Charles also commended the government for recently spearheading the Civil Asset Recovery and Management and Unexplained Wealth Bill. The legislation, he said, speaks to a government that is serious about the eradication of corruption and one that is willing to not only talk but to walk the talk.

“I must also commend the efforts of the FIU.  So let me take this opportunity to congratulate you also on the systems you have put in place, which have already resulted in a 25 per cent increase in the number of suspicious transaction/activity reports, where you moved from 877 reports in 2017 to 1,100 in 2018 and an overall increase from 2013-2018, moving from 554 to 1,100 respectively.
“Your determination to ensure that non-regulated financial institutions are connected to the FIU is noteworthy.  Even more commendable is your increase to 2,756 of supervised entities, which include a wide spectrum of non-regulated financial institutions, professionals and business sectors,” he said. The Chief Secretary noted the FIU could not do it on its own.

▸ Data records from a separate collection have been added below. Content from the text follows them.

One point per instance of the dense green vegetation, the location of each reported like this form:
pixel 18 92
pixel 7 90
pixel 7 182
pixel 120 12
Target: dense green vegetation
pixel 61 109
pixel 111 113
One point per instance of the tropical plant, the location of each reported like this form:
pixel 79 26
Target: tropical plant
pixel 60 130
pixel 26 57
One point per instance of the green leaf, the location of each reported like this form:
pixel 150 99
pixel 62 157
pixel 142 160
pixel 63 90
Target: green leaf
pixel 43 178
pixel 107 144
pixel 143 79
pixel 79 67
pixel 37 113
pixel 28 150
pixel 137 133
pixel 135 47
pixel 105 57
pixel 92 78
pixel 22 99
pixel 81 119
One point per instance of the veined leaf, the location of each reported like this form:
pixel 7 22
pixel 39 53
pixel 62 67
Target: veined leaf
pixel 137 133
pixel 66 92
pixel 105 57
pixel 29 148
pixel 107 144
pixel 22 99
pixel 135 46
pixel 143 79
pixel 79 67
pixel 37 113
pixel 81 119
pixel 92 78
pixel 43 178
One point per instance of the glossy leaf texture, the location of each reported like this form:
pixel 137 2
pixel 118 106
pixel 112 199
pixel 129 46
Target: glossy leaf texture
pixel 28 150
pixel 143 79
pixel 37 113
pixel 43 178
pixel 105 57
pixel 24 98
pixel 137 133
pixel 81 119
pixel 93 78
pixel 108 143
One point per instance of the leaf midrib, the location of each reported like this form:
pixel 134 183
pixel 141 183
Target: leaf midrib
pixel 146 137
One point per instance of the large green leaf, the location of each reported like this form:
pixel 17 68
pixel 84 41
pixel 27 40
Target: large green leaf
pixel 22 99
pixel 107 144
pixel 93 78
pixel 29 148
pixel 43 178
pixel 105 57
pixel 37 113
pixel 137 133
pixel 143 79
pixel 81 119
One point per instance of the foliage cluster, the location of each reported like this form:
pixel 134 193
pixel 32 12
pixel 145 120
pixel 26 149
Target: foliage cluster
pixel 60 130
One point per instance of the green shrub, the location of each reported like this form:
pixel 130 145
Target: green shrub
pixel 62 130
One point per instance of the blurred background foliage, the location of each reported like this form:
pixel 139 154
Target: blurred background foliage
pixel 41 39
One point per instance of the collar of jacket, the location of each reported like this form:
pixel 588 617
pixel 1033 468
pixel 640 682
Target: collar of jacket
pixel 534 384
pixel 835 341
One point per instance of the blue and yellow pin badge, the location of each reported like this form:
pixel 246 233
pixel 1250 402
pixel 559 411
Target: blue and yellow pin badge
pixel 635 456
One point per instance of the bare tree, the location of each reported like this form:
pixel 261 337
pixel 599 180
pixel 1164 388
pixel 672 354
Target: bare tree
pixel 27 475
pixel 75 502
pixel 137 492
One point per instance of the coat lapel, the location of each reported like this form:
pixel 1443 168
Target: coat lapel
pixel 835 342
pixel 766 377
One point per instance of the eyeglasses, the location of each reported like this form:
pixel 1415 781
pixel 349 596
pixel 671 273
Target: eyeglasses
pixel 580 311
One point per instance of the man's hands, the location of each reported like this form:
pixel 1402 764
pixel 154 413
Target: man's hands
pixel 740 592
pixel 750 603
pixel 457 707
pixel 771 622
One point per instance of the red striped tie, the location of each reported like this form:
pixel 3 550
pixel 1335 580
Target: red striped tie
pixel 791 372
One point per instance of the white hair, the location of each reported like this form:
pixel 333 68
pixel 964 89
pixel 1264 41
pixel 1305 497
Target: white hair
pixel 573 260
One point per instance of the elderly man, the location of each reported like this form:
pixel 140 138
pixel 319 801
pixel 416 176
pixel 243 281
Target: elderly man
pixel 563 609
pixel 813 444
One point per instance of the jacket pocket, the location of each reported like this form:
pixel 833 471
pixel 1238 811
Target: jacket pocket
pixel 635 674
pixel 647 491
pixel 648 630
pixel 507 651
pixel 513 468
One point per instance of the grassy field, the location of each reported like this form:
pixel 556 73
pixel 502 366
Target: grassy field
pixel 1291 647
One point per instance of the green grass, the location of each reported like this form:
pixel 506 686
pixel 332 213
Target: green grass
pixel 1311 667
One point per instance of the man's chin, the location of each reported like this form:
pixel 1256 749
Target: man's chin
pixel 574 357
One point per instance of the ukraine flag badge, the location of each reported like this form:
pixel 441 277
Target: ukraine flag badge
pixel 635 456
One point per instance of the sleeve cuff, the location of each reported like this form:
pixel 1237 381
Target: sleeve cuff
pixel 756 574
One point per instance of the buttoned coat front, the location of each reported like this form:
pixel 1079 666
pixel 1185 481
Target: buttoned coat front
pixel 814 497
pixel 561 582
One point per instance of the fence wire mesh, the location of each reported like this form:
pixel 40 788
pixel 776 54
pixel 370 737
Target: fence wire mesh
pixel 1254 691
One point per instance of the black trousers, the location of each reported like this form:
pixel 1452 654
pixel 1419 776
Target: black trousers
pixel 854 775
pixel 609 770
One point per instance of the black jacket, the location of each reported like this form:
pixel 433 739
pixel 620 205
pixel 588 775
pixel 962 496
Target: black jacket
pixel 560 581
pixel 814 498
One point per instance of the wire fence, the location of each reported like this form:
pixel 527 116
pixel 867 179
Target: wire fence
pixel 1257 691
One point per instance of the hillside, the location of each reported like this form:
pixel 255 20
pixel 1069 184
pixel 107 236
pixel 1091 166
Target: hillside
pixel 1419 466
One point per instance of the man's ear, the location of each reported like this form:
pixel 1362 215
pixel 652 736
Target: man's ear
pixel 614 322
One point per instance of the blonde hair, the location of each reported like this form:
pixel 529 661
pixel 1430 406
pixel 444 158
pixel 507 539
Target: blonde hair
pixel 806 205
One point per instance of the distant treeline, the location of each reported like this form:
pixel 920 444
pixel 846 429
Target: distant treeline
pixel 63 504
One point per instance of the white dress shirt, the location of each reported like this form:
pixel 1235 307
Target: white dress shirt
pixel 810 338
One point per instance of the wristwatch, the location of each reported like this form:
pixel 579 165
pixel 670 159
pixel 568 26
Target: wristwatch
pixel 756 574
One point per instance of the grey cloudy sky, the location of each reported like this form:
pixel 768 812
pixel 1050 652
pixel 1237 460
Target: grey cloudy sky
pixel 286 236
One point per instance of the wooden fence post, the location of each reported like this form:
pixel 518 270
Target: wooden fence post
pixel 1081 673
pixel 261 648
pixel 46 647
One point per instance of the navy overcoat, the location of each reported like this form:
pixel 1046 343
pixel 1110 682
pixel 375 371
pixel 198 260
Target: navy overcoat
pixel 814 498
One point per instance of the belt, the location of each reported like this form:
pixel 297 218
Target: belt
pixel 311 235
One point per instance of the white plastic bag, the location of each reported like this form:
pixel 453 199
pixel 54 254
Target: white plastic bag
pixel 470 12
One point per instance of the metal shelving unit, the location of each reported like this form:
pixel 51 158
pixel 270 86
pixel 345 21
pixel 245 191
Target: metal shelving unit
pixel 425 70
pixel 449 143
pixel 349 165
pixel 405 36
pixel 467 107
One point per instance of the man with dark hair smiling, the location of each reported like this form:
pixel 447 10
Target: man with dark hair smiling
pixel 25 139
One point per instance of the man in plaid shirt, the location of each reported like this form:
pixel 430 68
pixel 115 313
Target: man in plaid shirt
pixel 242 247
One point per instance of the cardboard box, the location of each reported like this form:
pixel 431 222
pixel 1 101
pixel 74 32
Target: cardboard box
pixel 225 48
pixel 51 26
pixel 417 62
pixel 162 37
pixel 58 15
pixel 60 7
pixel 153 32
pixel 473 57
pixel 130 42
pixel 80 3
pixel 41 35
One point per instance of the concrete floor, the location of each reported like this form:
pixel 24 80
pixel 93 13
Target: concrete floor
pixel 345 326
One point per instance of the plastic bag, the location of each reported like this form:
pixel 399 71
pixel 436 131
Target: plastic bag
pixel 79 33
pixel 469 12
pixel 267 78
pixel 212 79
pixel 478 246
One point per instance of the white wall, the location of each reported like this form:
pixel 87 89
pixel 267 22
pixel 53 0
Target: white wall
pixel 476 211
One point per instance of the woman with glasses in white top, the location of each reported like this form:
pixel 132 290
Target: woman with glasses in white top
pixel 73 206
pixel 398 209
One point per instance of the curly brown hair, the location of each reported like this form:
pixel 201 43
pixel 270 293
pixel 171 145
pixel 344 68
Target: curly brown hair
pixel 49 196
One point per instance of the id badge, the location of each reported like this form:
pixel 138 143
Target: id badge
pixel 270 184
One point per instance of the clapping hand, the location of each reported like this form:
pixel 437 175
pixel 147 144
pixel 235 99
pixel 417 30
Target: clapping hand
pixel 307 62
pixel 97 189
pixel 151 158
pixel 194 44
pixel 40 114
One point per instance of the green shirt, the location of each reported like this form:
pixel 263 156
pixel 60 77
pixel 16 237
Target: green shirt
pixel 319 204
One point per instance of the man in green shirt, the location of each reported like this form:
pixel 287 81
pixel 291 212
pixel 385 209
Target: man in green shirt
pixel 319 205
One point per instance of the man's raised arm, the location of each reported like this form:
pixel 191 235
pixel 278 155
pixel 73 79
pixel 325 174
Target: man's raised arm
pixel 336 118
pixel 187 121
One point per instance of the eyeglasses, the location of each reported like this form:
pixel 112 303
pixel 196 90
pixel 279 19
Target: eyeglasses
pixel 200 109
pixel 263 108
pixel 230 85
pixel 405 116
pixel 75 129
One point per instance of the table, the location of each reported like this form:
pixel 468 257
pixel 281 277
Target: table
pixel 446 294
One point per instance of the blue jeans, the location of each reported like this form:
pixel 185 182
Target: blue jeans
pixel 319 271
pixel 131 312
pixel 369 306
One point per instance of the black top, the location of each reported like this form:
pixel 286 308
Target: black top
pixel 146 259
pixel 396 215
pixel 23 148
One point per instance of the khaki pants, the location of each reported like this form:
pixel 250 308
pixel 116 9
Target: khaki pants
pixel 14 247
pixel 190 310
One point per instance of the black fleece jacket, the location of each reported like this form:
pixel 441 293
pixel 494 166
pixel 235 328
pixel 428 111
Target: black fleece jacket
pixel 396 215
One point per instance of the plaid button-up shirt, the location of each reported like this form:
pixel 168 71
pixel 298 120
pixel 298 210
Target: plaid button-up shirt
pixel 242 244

“It requires a commitment from all levels of society, government and non-government, working alongside them, to stamp out these two evils. It requires dialogue and after the talk, a willingness to contribute and act.

“I was pleased to see that you, the FIU, are now authorised to conduct a compliance examination with the execution of a warrant by the TT Police Service, where consent to enter the business has been denied, in pursuant to the Miscellaneous Provisions Act No. 2 of 2018.  I believe that it is a step in the right direction and once again it shows this Government’s commitment to stamping out corruption.”

This story was originally published with the title "Chief Secretary challenges FIU" and has been adjusted to include additional details. See original post below.


The Fi­nan­cial In­tel­li­gence Unit (FIU) on Monday held its 9th An­nu­al An­ti-Mon­ey Laun­der­ing (AML) and Counter Fi­nanc­ing of Ter­ror­ism (CFT) Com­pli­ance Con­fer­ence for in­di­vid­u­als and busi­ness­es.

The event was held at the Magdalena Grand Beach and Golf Re­sort in Low­lands, Tobago under the theme: “Combatting ML and TF in TT: Where are we now?”

Addressing those gathered, Kelvin Charles, Tobago House of Assembly (THA) Chief Secretary and Secretary of Education, Innovation and Energy, used the opportunity to challenge the FIU to consider partnering with the assembly’s Financial Literacy Secretariat to introduce information about money laundering and counter-financing of terrorism to high-school students and school leavers.

Charles said he is believes if change is to be truly experienced, the minds of the citizenry from an earlier age needs to be captured.